Donlon asked the panel about the role of reference data sets; ImageNet is central to academic research, and yet reference data sets can also constrain the machinery and capabilities of that machinery. Donlon continued that this issue is relevant for a customer who wants to deploy systems in the real world and asked how to use these reference data sets to guide academic research forward. Duncan responded that the advantages outweigh the disadvantages for reference data sets; especially in the case of government programs, reference data sets help to focus performers on the problem of interest. As an example, Hoogs said that he could not recall a major computer vision program sponsored by the USG that had full training and testing data that was completely open and useful to the computer vision community. Hoogs added that any time a program can set up a full, complete data set, it should, so as to engage the entire community. Fergus explained that one of the reasons academics often conform to reference data sets is because they have a vested interest in publishing papers. Making evaluation results and data sets available to the public adds credibility and gives people an opportunity to compare their work. Duncan added that much of this discussion is dependent upon the problem at hand for the performers.
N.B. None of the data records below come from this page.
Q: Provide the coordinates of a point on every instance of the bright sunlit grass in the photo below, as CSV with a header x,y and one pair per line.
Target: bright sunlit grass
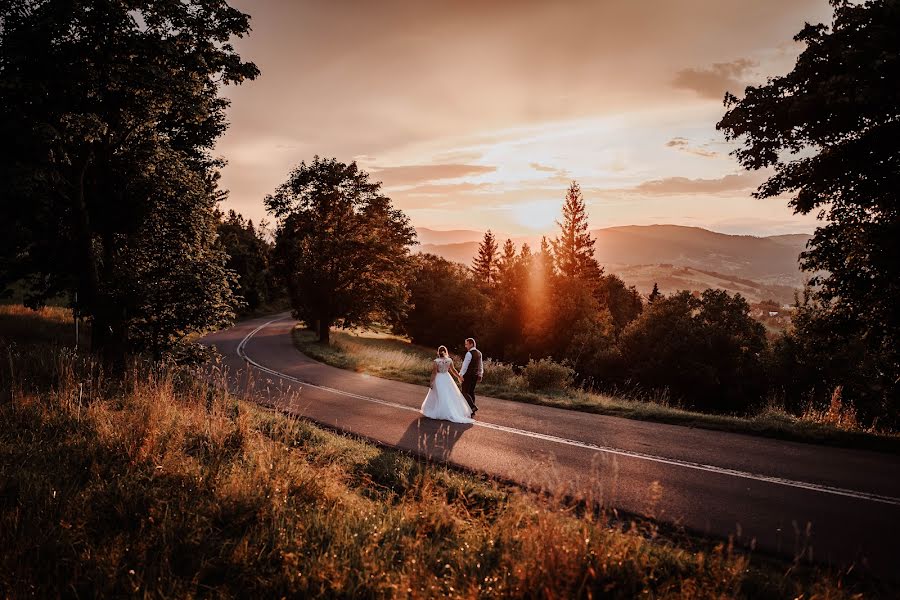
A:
x,y
162,485
394,357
Kathy Lajoie Malik, Technology Leadership Achieving Intended Outcomes, asked if there has been enough discussion of evaluating the ability to manage change on both the product and the processes, now that the time between research and implementation is shortening. Duncan responded that technology transfer has always been and will continue to be a difficult problem, especially since many analysts are resistant to change. Fiscus added that part of that problem could be addressed in the technology design and in evaluating the technology itself. Hoogs emphasized that it is critical to have the potential technology transition groups and end users represented in the construction of the evaluation.